Catalina laughed, surprised, then gave him a measuring look. He grinned encouragingly.

“We can’t stop,” Tom said, ignoring their byplay. “We can’t wait for Mr. Bacon either.”

“What’s your plan, then?” Trumpet asked, still indignant.

Tom ignored that too. He had enough balls to juggle. “Nashe, you had better keep out of sight. Stay here or in my chambers, coming and going only in broad daylight. No wandering around, no going home, and absolutely no popping in to the Goose and Gall.”

Nashe grumbled, but didn’t argue. It was his neck at risk, after all.

Tom went on, “I’ll keep trying to scare up a witness. We have a better description now — slightly better anyway. It might be enough to prick someone’s memory. I need a name.”

“What about hats?” Nashe asked. “Munday usually wears a tall hat, but Mr. Luna says our man wore a cap Tuesday night.”

“It’s easier to keep a cap on in a scuffle,” Trumpet said. Her ruffled feathers had smoothed. Now she seemed eager to add her bit of expertise to the discussion. She’d loved getting into scuffles during her year as a boy, which Tom had always had to pull her out of.

The memory made him sad. They’d had so much fun together, but those days would never come back. He gave her a tight smile, letting the sadness show in his eyes. She smiled, nodding to show she remembered too.

Tom sighed. They were together here and now, and that was something. He said, “I’ll do what I can to track Munday’s movements on Tuesday,” then winced as the others laughed.

“What can I do?” Trumpet said.

“Nothing,” Tom said, then raised both hands to appeal for mercy at her outraged glare. “I don’t have anything for you. Try to think of something better. You have an advantage, you know.”

“What?” She sounded suspicious, for no earthly reason.

“Your advisor, Lady Russell. She knows all sorts of people, high and low, here, there, and everywhere. You might ask her who she thinks Martin is, for a start.”

“Oh. All right.” Trumpet’s delicate black eyebrows furled at that suggestion. “What did Mr. Bacon have planned before the attack? Anything?”

“He wanted me to go to the Stationers’ Hall to study their records, to try to identify Martin’s printer. He must be a master printer; Martin’s works are good quality.

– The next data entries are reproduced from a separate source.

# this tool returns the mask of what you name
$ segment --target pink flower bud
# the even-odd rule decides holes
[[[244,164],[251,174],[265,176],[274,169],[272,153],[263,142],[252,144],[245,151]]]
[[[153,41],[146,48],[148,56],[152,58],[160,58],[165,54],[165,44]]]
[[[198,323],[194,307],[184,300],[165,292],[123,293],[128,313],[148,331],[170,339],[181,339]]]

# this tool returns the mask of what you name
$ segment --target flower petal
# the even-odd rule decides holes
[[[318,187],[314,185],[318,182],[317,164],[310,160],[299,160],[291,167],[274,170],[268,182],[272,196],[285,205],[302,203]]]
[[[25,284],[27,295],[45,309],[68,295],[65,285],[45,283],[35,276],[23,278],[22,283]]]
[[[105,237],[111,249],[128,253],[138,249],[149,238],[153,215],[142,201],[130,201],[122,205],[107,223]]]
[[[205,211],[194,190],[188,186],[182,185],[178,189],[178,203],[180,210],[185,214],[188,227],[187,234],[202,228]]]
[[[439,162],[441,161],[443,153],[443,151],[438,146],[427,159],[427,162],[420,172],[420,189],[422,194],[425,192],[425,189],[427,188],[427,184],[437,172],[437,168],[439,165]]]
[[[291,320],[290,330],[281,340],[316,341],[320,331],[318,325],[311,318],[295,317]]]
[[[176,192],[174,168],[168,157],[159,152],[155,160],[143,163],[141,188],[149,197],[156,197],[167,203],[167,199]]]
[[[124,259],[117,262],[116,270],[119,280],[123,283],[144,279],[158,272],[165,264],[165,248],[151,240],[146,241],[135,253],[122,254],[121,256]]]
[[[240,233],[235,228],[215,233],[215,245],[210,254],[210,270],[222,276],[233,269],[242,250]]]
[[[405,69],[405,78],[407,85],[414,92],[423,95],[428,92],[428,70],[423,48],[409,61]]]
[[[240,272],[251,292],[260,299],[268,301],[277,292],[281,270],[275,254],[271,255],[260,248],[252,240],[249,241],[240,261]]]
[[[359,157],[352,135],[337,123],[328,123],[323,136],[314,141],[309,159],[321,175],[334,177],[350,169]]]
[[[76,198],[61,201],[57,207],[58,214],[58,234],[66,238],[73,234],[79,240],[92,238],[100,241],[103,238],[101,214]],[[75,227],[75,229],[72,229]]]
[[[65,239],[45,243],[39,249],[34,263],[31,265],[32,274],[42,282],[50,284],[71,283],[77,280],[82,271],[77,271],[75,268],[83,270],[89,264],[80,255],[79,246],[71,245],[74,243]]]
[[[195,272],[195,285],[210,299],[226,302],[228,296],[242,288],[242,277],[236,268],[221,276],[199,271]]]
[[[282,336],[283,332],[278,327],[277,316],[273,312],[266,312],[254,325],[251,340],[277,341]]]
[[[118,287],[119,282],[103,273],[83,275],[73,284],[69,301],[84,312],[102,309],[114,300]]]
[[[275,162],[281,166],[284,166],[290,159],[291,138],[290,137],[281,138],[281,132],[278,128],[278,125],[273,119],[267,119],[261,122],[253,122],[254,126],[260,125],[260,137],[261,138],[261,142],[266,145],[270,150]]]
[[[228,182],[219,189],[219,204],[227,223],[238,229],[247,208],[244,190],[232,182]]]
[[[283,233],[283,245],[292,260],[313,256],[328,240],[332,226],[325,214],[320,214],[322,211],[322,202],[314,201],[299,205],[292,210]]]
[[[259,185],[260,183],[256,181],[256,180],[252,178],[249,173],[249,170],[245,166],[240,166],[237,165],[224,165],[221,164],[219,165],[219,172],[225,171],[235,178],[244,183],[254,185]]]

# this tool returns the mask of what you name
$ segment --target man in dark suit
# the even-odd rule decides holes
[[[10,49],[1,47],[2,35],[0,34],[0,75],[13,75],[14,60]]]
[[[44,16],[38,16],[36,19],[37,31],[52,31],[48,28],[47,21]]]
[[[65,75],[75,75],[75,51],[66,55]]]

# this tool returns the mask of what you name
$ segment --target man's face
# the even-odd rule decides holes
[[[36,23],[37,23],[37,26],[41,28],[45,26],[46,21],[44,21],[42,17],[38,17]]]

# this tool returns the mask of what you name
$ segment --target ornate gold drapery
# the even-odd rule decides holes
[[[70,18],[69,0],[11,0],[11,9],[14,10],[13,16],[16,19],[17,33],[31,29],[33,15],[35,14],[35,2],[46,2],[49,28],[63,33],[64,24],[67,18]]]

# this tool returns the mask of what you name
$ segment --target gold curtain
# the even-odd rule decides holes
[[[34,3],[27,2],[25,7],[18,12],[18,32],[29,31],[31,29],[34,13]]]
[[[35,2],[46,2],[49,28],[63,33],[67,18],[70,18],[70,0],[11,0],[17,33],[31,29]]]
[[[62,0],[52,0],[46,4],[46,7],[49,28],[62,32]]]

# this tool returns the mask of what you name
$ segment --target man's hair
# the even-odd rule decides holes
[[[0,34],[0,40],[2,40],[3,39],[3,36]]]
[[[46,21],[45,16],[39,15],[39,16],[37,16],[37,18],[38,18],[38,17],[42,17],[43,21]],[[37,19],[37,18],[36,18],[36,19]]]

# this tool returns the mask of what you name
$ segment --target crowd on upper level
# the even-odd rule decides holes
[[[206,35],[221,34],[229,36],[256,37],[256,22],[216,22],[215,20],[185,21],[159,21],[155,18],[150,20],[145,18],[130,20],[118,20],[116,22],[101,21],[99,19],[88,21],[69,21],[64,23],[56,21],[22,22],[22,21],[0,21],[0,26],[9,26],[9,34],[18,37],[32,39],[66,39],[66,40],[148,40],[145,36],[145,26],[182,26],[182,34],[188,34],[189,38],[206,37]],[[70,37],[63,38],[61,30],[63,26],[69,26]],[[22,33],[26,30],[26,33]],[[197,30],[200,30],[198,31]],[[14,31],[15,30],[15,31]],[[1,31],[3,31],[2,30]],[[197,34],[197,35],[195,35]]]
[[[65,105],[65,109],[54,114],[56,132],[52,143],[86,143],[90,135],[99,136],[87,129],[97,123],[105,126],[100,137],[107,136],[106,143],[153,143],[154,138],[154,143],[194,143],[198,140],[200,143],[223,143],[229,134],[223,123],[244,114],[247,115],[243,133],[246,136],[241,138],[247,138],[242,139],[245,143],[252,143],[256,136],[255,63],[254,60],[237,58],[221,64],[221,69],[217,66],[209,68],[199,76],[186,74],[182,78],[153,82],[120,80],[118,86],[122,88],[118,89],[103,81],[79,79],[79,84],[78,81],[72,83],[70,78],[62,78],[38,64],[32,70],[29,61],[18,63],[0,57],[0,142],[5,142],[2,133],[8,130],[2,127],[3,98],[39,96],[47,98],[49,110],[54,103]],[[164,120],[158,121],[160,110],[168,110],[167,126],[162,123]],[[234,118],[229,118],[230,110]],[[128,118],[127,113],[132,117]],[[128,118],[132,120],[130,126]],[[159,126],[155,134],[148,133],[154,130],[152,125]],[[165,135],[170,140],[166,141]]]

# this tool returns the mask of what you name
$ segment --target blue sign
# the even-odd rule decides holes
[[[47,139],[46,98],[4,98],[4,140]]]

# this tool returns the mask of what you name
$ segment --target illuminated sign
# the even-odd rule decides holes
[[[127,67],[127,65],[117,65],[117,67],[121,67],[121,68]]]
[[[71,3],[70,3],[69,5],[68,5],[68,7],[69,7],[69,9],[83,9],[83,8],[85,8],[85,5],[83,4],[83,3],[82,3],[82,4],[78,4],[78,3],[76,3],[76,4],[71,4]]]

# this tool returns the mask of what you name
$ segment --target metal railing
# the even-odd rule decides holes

And he must not be employed in a known shop.”

“That’s a clever idea,” Nashe said. “Why hasn’t anyone else thought of it?”

“Because they’re not Francis Bacon.” Tom shrugged at the obvious answer. “But I don’t relish the prospect of spending who knows how many hours in some stuffy back room poring over a pile of dusty books.”

“Why would they show them to you?” Trumpet asked. “You can’t stroll into a guild hall and poke your nose into their records, can you?”

“Why not?” Tom grinned. “I can go almost anywhere. I tell them I’m on an errand for Francis Bacon — you know, the late Lord Keeper’s son — and they dust off a chair and offer me extra quills.”

“Huh.” Trumpet seemed impressed. He would have thought she knew that already.

“I could do that job,” Nashe said. “In fact, I’m a better man for it since I know more about printers and booksellers than you do.”

“No, no, and no again,” Tom said. “You stay out of the City. No Stationers’ Hall, no Goose and Gall. You stick within the narrow space bounded by Gray’s and the Antelope.” He drew an oval shape on the table top, tapped the center of it, and pointed at Nashe.

“I could go,” Trumpet said.

“Don’t be silly.” Tom softened it with a grin.“It isn’t likely to do much good. I’ll go, when Mr. Bacon sends me. Best you just stay home and wait for further news.”